Re: What is Groove?
Originally Posted by
T.D.Nydn
I don't think groove is really timing,it's two different things,it involves timing,but "finding the groove" is deeper,like when your whole body and soul is one with the tune..
I sometimes have difficulty with musical terminology. Definitions are important as we don't want to be talking about different things while using the same terms. Still, music came before definitions of music; "groove" isn't a term invented in the academy to refer to some particular technique. More likely, it comes from reefer-fueled jazz bars where everyone knew when they were "in the groove." I heard a blues musician on the radio, talking about Howlin' Wolf playing his regular gig in a Chicago club. He said that before any songs started, the band would "play a groove" for about twenty minutes, by which time, the crowd would be quiet, with everyone fixated on the band, moving heads and bodies to the music. I find this easy to imagine when I listen to the Grisman and Wooten videos above. As T.D. says, everyone's "whole body and soul is one with the tune." I've heard musicians speak of "laying down a groove", basically meaning playing a repetitive pattern -- again, they're attempting to get the band on the same wavelength musically, then improvising around the pattern. I suppose I'm partially defining "groove," but to some degree, I'm of the opinion that, to use the OP's words, in music, "I know it when I hear it" is sometimes valid.

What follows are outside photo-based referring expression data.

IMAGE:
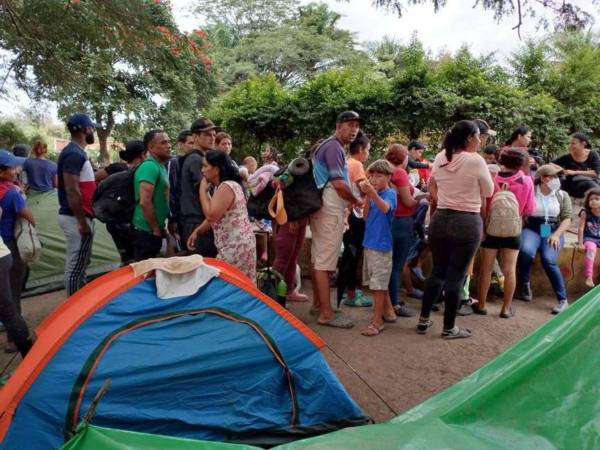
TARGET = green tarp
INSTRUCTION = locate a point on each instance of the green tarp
(542, 393)
(47, 273)
(98, 438)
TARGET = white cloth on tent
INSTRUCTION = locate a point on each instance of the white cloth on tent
(178, 276)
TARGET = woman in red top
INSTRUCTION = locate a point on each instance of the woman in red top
(403, 224)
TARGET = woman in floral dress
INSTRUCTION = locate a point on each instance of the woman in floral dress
(225, 211)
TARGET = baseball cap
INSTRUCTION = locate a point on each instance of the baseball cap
(484, 128)
(348, 116)
(548, 170)
(418, 145)
(203, 124)
(7, 159)
(80, 121)
(133, 149)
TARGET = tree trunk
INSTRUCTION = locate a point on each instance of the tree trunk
(103, 135)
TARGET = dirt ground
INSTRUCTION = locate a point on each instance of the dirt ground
(404, 368)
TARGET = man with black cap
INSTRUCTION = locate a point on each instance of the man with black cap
(330, 171)
(134, 153)
(76, 186)
(190, 210)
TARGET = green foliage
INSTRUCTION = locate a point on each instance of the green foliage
(11, 134)
(293, 42)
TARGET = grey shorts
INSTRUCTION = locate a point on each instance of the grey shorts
(377, 269)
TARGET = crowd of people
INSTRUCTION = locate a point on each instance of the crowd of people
(503, 201)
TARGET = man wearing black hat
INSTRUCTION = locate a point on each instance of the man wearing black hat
(76, 186)
(330, 171)
(190, 210)
(134, 153)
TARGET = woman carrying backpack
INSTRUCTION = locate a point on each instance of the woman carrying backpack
(514, 198)
(544, 231)
(459, 180)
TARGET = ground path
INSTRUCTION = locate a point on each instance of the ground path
(403, 367)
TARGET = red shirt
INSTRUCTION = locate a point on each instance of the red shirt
(400, 179)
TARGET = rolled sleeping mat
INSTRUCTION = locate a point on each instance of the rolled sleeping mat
(299, 166)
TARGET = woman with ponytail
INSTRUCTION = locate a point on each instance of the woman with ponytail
(459, 181)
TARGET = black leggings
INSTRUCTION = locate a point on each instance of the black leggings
(353, 248)
(454, 237)
(15, 325)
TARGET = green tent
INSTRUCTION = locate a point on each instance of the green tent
(92, 437)
(48, 272)
(542, 393)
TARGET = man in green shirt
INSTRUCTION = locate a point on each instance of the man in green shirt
(151, 185)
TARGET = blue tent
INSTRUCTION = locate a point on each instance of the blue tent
(223, 364)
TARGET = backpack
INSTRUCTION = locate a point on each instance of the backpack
(28, 243)
(114, 198)
(503, 219)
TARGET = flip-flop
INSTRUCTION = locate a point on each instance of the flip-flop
(371, 330)
(338, 321)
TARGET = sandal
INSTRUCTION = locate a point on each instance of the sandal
(391, 319)
(456, 333)
(478, 310)
(372, 330)
(424, 325)
(509, 314)
(337, 321)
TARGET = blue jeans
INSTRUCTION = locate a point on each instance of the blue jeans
(531, 242)
(403, 235)
(78, 252)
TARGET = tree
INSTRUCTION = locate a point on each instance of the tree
(567, 14)
(11, 134)
(294, 46)
(125, 60)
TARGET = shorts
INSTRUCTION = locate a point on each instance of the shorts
(327, 233)
(377, 269)
(495, 242)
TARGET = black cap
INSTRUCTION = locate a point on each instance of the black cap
(484, 127)
(133, 149)
(417, 145)
(490, 149)
(348, 116)
(203, 124)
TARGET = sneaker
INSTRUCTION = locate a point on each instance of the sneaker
(466, 308)
(404, 311)
(423, 326)
(562, 305)
(418, 273)
(416, 293)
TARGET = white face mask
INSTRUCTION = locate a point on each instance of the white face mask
(553, 184)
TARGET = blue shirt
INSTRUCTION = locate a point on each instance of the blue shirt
(329, 162)
(11, 204)
(40, 174)
(378, 228)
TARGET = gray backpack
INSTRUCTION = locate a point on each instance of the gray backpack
(503, 219)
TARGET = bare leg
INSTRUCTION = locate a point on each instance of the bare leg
(321, 279)
(487, 256)
(508, 260)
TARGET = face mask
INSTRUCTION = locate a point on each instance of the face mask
(554, 184)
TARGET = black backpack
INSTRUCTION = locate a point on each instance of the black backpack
(114, 198)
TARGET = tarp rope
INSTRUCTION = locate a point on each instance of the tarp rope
(371, 388)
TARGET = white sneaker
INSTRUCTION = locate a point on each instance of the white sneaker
(562, 305)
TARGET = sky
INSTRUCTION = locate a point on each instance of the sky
(456, 24)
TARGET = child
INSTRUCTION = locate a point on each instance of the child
(377, 262)
(589, 232)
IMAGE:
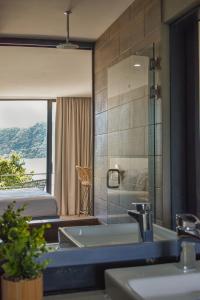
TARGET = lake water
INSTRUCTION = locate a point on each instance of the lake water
(38, 165)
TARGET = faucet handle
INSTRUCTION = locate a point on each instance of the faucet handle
(186, 221)
(142, 207)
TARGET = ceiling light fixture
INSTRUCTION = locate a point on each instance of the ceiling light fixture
(67, 44)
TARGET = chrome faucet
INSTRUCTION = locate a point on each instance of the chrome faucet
(187, 225)
(143, 215)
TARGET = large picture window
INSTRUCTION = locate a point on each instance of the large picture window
(26, 152)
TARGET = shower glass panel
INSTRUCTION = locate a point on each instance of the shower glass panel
(131, 135)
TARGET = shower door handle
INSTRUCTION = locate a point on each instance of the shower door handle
(113, 178)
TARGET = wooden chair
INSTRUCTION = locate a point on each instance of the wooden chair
(85, 176)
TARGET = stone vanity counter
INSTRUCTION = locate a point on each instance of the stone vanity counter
(83, 269)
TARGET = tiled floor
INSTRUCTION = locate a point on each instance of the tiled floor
(96, 295)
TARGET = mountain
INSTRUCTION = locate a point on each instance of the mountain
(30, 142)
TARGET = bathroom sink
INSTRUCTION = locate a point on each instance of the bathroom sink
(111, 234)
(166, 286)
(163, 282)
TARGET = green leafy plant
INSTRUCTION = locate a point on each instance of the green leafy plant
(21, 247)
(12, 171)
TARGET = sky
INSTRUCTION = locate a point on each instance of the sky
(22, 114)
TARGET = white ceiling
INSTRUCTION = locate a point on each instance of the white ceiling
(44, 73)
(47, 73)
(89, 18)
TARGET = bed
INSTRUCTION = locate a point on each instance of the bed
(40, 204)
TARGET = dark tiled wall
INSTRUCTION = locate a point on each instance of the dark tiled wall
(138, 27)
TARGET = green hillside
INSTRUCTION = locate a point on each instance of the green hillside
(30, 142)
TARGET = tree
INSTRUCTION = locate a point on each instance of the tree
(13, 171)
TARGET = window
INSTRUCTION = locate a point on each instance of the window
(26, 143)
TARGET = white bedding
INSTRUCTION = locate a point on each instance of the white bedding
(39, 203)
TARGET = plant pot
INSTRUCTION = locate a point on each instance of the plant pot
(28, 289)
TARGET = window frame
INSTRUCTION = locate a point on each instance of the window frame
(49, 162)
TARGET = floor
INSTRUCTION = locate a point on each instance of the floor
(94, 295)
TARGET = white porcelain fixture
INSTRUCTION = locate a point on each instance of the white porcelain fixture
(163, 282)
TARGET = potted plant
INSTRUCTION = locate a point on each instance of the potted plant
(20, 250)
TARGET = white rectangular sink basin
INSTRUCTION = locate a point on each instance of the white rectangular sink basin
(111, 234)
(157, 282)
(167, 286)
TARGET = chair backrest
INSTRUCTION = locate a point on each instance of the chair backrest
(84, 175)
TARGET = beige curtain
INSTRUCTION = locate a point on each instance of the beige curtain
(73, 147)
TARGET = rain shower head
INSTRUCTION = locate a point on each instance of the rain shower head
(67, 44)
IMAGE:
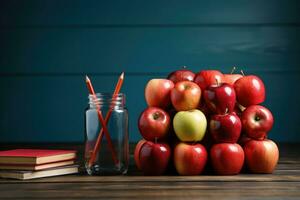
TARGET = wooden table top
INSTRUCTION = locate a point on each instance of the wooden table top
(284, 183)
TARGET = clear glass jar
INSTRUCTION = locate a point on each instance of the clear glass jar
(112, 156)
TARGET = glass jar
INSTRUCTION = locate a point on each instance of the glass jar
(106, 154)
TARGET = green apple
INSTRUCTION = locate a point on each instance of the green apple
(190, 126)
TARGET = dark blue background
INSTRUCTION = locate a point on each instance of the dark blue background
(48, 46)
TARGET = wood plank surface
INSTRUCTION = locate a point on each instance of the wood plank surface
(284, 183)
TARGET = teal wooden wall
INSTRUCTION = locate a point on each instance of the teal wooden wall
(48, 46)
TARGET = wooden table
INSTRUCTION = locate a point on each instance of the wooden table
(283, 184)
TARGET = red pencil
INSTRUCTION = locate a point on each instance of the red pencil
(102, 121)
(100, 135)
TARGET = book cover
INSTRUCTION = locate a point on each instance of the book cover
(25, 175)
(36, 167)
(35, 156)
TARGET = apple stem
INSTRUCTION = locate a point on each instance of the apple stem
(217, 81)
(156, 116)
(242, 72)
(226, 110)
(232, 70)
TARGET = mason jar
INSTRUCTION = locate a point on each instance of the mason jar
(106, 152)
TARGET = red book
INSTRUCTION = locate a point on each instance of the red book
(35, 156)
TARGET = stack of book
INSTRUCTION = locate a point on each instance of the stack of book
(36, 163)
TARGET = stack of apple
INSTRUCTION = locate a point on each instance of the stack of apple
(205, 119)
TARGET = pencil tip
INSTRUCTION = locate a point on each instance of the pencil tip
(87, 78)
(122, 75)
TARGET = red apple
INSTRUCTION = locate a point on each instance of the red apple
(261, 156)
(185, 96)
(181, 75)
(232, 78)
(257, 121)
(154, 123)
(157, 92)
(154, 158)
(243, 139)
(225, 128)
(137, 153)
(226, 158)
(206, 78)
(189, 159)
(250, 90)
(220, 98)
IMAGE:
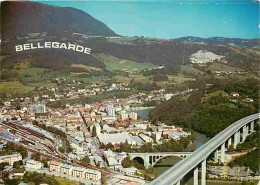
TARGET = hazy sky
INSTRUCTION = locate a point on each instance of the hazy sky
(176, 18)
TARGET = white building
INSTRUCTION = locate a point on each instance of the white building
(116, 138)
(146, 138)
(10, 159)
(38, 108)
(111, 110)
(133, 115)
(97, 129)
(123, 116)
(33, 164)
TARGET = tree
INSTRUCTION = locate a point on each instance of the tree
(126, 162)
(17, 164)
(86, 159)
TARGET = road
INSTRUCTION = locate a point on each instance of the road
(179, 170)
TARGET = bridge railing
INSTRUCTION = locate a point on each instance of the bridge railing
(179, 170)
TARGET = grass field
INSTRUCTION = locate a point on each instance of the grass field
(190, 69)
(63, 181)
(42, 84)
(117, 64)
(31, 71)
(14, 88)
(89, 68)
(223, 67)
(93, 79)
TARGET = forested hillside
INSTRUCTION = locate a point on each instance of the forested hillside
(209, 110)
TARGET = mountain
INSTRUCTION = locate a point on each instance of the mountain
(253, 43)
(20, 18)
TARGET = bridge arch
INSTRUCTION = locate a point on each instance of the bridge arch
(139, 159)
(164, 156)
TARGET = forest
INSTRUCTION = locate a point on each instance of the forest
(210, 112)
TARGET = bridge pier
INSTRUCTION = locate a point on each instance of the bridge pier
(146, 161)
(203, 172)
(235, 139)
(252, 127)
(196, 176)
(229, 142)
(223, 153)
(216, 156)
(239, 137)
(244, 133)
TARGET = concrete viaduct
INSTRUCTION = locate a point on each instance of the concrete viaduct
(150, 159)
(235, 133)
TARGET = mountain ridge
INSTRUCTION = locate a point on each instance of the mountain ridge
(254, 43)
(20, 18)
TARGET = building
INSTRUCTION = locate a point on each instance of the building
(66, 169)
(38, 108)
(111, 110)
(75, 171)
(10, 159)
(123, 116)
(129, 171)
(234, 94)
(168, 96)
(133, 115)
(93, 175)
(97, 129)
(54, 166)
(146, 138)
(18, 172)
(33, 164)
(116, 138)
(78, 172)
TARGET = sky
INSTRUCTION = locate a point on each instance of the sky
(176, 18)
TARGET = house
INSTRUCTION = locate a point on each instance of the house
(10, 159)
(248, 100)
(93, 175)
(234, 94)
(78, 172)
(54, 166)
(18, 172)
(66, 169)
(129, 171)
(33, 164)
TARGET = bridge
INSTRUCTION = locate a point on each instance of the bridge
(221, 141)
(150, 159)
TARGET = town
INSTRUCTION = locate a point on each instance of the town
(82, 141)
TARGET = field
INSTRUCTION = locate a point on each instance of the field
(32, 71)
(63, 181)
(117, 64)
(189, 69)
(42, 84)
(89, 68)
(14, 88)
(223, 67)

Now can anyone tell us what "on the same wavelength musically" means? No, please don't.
Robert Johnson's mother, describing blues musicians:
"I never did have no trouble with him until he got big enough to be round with bigger boys and off from home. Then he used to follow all these harp blowers, mandoleen (sic) and guitar players."
Lomax, Alan, The Land where The Blues Began, NY: Pantheon, 1993, p.14.